The leading Danish law firm is making use of Idefendo’s Evitrace tool, which is described as an ‘add-on audit log tool, that runs automatically behind the scenes in your HighQ VDR, Sharepoint, Office 365, Dropbox, or Google Drive, recording all activity in the background’.
The company explained that: ‘When the M&A or due diligence process in the data room is finished, the audit log generated by Evitrace can be downloaded and distributed to all stakeholders. Documents can be validated even after the data room is closed, even if you have downloaded them to another medium. Even the slightest change to the data or the timestamp will cause the validation to fail.’
‘A blockchain database is by design immutable, so data added to it can never be altered or removed. The system doesn’t store your actual documents in blockchain databases, only the ‘fingerprints’ of your data,’ they added.
It also comes with a dashboard that visualises the information that it has logged, which gives you the ability to quickly search large amounts of complex data.

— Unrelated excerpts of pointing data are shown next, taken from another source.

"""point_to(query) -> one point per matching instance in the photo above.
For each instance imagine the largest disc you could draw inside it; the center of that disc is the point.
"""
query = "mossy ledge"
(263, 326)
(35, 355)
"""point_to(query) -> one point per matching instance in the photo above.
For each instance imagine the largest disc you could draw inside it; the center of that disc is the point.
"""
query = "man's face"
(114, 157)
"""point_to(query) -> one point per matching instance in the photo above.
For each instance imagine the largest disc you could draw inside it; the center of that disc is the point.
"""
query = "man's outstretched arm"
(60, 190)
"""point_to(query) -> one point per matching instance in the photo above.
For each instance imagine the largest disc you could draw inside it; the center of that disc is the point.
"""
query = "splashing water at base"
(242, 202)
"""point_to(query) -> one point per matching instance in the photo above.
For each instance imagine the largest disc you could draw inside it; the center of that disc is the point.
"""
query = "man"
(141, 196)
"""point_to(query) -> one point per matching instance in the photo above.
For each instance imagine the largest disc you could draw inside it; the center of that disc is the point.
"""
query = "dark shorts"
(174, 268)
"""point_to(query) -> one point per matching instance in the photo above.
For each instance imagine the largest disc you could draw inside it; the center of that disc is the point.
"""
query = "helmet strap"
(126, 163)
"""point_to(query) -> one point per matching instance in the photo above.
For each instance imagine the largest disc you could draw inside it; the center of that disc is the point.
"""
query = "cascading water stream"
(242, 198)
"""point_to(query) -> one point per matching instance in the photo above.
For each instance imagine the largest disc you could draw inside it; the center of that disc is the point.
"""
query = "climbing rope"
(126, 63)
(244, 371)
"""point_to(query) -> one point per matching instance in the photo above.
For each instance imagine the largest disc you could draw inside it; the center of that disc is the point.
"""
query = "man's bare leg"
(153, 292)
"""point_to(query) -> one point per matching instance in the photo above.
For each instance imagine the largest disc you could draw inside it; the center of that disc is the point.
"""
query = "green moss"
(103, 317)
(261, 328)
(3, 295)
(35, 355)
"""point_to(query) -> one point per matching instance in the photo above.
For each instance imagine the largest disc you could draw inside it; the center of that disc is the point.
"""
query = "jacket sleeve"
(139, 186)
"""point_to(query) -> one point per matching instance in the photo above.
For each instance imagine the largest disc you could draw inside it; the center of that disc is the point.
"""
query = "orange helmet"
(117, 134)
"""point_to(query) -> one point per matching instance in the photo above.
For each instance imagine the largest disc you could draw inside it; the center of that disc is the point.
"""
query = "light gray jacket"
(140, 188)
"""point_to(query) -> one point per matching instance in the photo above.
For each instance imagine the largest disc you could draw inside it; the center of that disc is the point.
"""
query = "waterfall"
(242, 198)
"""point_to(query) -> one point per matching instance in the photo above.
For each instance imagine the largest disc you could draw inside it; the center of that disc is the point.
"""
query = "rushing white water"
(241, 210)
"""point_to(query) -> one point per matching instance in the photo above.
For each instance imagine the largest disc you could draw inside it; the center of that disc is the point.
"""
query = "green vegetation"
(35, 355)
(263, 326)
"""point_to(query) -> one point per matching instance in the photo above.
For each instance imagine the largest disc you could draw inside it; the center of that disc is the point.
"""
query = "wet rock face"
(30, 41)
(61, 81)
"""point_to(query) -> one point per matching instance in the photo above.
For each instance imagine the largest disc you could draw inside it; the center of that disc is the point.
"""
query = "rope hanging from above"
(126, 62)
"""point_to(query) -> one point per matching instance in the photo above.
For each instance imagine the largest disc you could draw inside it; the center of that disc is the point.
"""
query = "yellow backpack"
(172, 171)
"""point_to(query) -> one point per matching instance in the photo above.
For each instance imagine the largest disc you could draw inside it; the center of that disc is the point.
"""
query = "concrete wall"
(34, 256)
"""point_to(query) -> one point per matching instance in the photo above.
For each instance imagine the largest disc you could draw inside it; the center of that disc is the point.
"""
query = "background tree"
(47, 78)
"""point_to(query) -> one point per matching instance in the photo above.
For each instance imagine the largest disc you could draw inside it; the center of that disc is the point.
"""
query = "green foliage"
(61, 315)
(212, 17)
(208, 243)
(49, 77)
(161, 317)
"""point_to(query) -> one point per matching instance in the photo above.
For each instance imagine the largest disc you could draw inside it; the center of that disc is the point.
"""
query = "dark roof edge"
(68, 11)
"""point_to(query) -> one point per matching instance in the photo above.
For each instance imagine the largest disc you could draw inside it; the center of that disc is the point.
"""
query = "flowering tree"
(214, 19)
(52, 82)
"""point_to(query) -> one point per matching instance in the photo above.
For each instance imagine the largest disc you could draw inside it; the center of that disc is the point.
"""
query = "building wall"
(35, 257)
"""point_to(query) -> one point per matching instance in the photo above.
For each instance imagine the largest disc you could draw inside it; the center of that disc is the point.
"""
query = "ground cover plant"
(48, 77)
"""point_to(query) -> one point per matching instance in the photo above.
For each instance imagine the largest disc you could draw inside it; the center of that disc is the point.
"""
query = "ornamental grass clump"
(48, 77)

Jacob Brønnum-Schou, Head of IT at Kromann Reumert, commented: ‘Blockchain can be particularly useful in the legal industry as most law firms are, among other things, burdened by a lot of paperwork, which blockchain is able to reduce significantly.’

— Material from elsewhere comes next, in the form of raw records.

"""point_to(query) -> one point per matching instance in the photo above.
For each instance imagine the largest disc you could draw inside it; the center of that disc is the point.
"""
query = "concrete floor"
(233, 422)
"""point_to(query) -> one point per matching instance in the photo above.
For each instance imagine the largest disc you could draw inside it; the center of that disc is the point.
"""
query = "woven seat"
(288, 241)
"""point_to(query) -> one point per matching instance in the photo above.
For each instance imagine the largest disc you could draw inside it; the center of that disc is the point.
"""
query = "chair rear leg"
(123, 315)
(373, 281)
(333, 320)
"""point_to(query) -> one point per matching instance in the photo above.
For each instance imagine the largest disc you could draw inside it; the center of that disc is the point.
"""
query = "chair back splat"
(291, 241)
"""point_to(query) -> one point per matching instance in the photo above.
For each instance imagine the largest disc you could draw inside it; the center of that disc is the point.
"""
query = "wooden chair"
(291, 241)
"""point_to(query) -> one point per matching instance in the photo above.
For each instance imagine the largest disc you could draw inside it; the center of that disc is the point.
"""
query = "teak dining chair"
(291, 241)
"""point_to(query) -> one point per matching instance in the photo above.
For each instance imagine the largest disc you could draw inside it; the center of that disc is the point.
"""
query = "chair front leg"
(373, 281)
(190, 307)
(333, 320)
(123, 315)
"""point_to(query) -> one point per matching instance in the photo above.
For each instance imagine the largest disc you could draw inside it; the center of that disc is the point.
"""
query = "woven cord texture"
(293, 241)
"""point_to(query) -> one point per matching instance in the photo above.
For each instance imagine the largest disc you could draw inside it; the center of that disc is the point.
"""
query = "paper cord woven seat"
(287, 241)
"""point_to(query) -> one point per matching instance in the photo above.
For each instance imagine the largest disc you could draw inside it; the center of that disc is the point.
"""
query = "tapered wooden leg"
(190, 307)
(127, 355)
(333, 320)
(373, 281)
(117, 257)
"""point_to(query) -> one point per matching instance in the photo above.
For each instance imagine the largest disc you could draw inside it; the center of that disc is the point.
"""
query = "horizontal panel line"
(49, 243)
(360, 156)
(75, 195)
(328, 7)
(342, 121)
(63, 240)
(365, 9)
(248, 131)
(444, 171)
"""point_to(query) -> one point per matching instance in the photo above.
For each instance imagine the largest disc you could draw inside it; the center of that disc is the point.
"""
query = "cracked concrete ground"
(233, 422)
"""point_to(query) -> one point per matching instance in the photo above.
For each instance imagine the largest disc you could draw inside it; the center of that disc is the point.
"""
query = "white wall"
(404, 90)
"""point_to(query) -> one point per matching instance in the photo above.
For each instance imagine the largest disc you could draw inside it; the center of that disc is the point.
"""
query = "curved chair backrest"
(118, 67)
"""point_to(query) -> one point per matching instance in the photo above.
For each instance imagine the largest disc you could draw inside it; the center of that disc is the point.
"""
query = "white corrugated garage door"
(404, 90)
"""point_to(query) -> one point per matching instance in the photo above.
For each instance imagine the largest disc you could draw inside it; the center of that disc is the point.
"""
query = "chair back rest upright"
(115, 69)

The other key point for the firm is that because blockchain data logs like this are immutable then the lawyers have a record of the due diligence process that cannot be ‘altered, deleted, or destroyed’. This in turn ‘has the potential to significantly reduce the time spent on verification and the cost of verification – cost savings that clients will benefit from’.

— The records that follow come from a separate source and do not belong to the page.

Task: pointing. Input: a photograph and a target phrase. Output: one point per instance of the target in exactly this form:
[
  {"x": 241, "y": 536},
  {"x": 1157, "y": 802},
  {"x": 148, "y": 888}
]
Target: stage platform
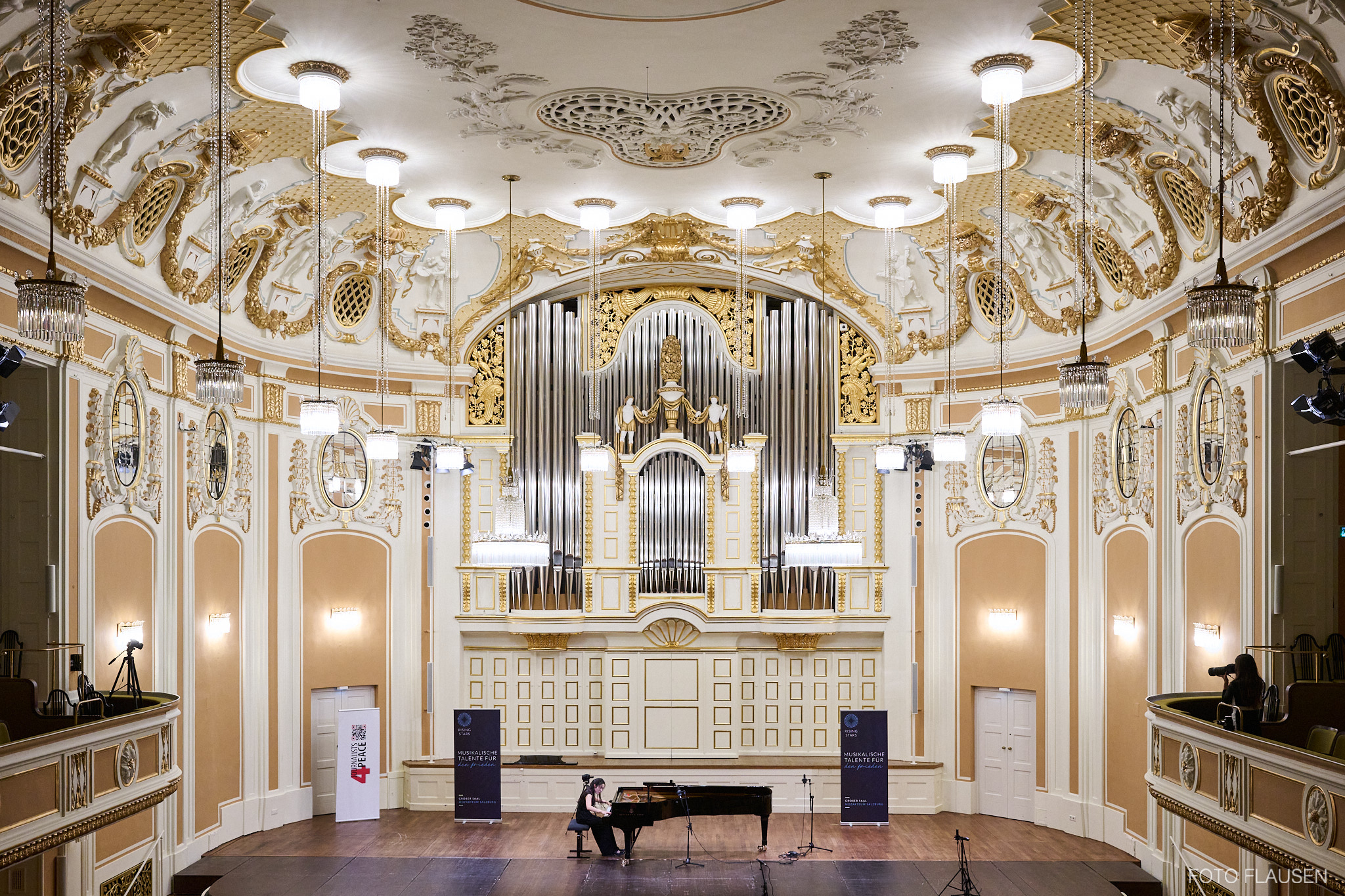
[{"x": 914, "y": 788}]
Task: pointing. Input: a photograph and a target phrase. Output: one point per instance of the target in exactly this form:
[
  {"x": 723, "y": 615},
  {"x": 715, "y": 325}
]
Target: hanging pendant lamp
[
  {"x": 1222, "y": 313},
  {"x": 1083, "y": 382},
  {"x": 219, "y": 381},
  {"x": 53, "y": 308}
]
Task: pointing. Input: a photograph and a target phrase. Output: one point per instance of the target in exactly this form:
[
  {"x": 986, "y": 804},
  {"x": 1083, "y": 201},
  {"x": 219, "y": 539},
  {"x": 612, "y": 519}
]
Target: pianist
[{"x": 594, "y": 811}]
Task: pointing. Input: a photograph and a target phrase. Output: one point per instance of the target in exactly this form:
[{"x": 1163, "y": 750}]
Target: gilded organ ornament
[{"x": 125, "y": 441}]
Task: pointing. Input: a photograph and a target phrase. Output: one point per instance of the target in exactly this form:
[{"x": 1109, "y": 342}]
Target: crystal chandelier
[
  {"x": 51, "y": 308},
  {"x": 1001, "y": 83},
  {"x": 950, "y": 445},
  {"x": 219, "y": 381},
  {"x": 319, "y": 416},
  {"x": 1083, "y": 382},
  {"x": 381, "y": 444},
  {"x": 824, "y": 545},
  {"x": 1222, "y": 313}
]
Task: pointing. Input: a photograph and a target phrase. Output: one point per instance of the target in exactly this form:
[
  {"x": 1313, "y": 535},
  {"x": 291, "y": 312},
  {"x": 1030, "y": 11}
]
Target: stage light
[
  {"x": 128, "y": 631},
  {"x": 1204, "y": 636},
  {"x": 1124, "y": 628},
  {"x": 345, "y": 618},
  {"x": 10, "y": 360}
]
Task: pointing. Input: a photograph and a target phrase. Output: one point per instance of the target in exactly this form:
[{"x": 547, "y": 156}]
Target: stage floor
[
  {"x": 431, "y": 834},
  {"x": 346, "y": 876}
]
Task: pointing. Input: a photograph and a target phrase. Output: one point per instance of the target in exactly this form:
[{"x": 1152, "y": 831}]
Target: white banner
[{"x": 357, "y": 765}]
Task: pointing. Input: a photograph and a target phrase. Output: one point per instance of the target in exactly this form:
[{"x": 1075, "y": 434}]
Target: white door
[
  {"x": 324, "y": 706},
  {"x": 1006, "y": 753}
]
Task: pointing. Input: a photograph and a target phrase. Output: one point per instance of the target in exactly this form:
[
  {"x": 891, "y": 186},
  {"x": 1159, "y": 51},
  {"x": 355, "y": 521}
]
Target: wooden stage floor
[{"x": 408, "y": 853}]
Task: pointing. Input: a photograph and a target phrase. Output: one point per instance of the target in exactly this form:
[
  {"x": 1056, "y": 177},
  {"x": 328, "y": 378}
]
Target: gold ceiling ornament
[
  {"x": 671, "y": 633},
  {"x": 1001, "y": 60}
]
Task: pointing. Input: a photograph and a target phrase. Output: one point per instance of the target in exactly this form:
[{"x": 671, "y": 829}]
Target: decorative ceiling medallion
[
  {"x": 689, "y": 10},
  {"x": 666, "y": 131}
]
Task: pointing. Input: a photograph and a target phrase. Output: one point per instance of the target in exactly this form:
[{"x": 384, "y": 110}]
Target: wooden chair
[
  {"x": 1321, "y": 739},
  {"x": 579, "y": 852}
]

The firm, which is clearly a fan of this approach, also stated that ‘blockchain adoptions and penetration are, however, still fairly low both in the business and government sectors. This is due, in part, to the fact that it is still a difficult technology to implement’.
Artificial Lawyer has traced the development of ‘legal blockchain’ tools since the early days. But it became clear a few years ago, at least for the first wave of solutions, that the technology was just not making headway among lawyers despite hopes it would make a big impact. Instead, lawyers got excited about advising clients on the legal issues around using cryptocurrencies – but – were not necessarily using any blockchain-based tech themselves for legal work.
Now, the goals seem to be a bit more modest, although there are still evangelicals out there. And this more limited approach may be what helps blockchain-based solutions to succeed a second time around.
As Peter Jidesten, CEO of Idefendo, noted: ‘Evitrace is the culmination of a more than five-year-long learning process, where we have gradually refined our offering with the help of fantastic partners.’
This site doesn’t really buy into the ‘blockchain will change everything’ thesis, but can see several specific use cases where the immutable and secure data logging capabilities can be useful. It’s a question of keeping sight of the real benefits and then proving the value for specific needs.
In any case, Kromann Reumert seem to be very happy with things so far.
‘Evitrace is a truly unique application of blockchain technology, and we are very pleased to be part of this pilot project using our HighQ Virtual Data Rooms and our own in-house developed contract management system. The application will support our legal advice and thus be able to make a positive difference to our clients,’ said Torben Waage, Knowledge Management Partner.
While M&A Partner, Jakob Hans Johansen, concluded: ‘We are very excited about testing this technology as the first law firm in Denmark. Blockchain and technology more broadly will change the way M&A processes are done, and we are trying to stay at the forefront of these developments in order to free up time spent on commoditised tasks and streamlining processes to the benefit of ourselves and, more importantly, our clients.’
Is this a big deal? As noted by the firm, this is a pilot. It’s also a very specific use case. Yet, ironically, this is perhaps what makes it noteworthy. Why? Because rather than pitching this as a life-changing event as most blockchain projects seem to have done in the past, this has limited and practical goals, and that suggests a new level of realism.
With realism comes the chance to ascertain genuine value, build trust in the approach, and the perhaps win more interest in the technology’s applications that will then stand the test of time and cope with real world use.
It has always felt that if blockchainers had made a far more limited pitch for the technology’s benefits, then it would have made far more progress. By coming in with the ‘this changes everything!’ line it set itself up for something that it could never deliver.
Also, the goal is clearly to get the blockchain tech to work in tandem with more traditional approaches, e.g. work with HighQ VDR, but to not try and replace it. I.e. it’s a supplementary technology that helps where it practically can.
So, overall, we should not get carried away, but this is a positive and practical development.